Connectivity-Based Data Gathering with Path-Constrained Mobile Sink in Wireless Sensor Networks
Wireless Sensor Network, 2014
The design of an effective and robust data gathering algorithm is crucial to the overall performance of wireless sensor networks (WSN). However, using traditional routing algorithms for data gathering is energy-inefficient for sensor nodes with limited power resources and multi-hop communication protocols.

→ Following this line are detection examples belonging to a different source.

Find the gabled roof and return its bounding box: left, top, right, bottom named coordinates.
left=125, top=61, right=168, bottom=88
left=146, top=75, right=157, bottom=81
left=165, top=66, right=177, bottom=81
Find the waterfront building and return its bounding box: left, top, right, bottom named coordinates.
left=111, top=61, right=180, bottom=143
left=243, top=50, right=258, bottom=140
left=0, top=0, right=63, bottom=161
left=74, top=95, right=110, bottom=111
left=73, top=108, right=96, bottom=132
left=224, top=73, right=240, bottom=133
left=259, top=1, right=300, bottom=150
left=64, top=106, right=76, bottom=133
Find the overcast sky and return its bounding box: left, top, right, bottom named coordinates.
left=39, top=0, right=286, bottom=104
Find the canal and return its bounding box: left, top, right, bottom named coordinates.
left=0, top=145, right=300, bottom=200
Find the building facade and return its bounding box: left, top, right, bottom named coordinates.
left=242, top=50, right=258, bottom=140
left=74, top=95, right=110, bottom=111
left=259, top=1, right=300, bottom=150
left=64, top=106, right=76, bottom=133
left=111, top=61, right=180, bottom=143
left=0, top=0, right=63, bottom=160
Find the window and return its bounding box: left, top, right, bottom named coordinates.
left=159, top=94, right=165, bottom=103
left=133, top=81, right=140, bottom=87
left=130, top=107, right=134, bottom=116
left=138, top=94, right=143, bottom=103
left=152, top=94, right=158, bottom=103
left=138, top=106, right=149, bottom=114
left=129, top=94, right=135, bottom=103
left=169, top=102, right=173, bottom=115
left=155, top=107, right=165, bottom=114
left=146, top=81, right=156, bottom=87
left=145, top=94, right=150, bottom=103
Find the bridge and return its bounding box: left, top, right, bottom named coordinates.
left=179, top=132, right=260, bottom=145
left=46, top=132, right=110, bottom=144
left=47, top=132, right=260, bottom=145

Data gathering with mobile sinks provided an effective solution to this problem. The major drawback of this approach is the time and path constraints of the mobile sink, which limit the mobile sink to collect data from all sensor nodes and, then, data routing is still required for these unreachable parts by the mobile sink. This paper presents a new data gathering algorithm called Connectivity-Based Data Collection (CBDC). The CBDC algorithm utilizes the connectivity between sensor nodes so as to determine the trajectory of the mobile sink whilst satisfying its path constraint and minimizing the number of multi-hop communications. The presented results show that CBDC, in comparison with the LEACH-C algorithm, prolongs the network life time at different connectivity levels of sensor networks, varying number of sensor nodes and at different path constraints of the mobile sink.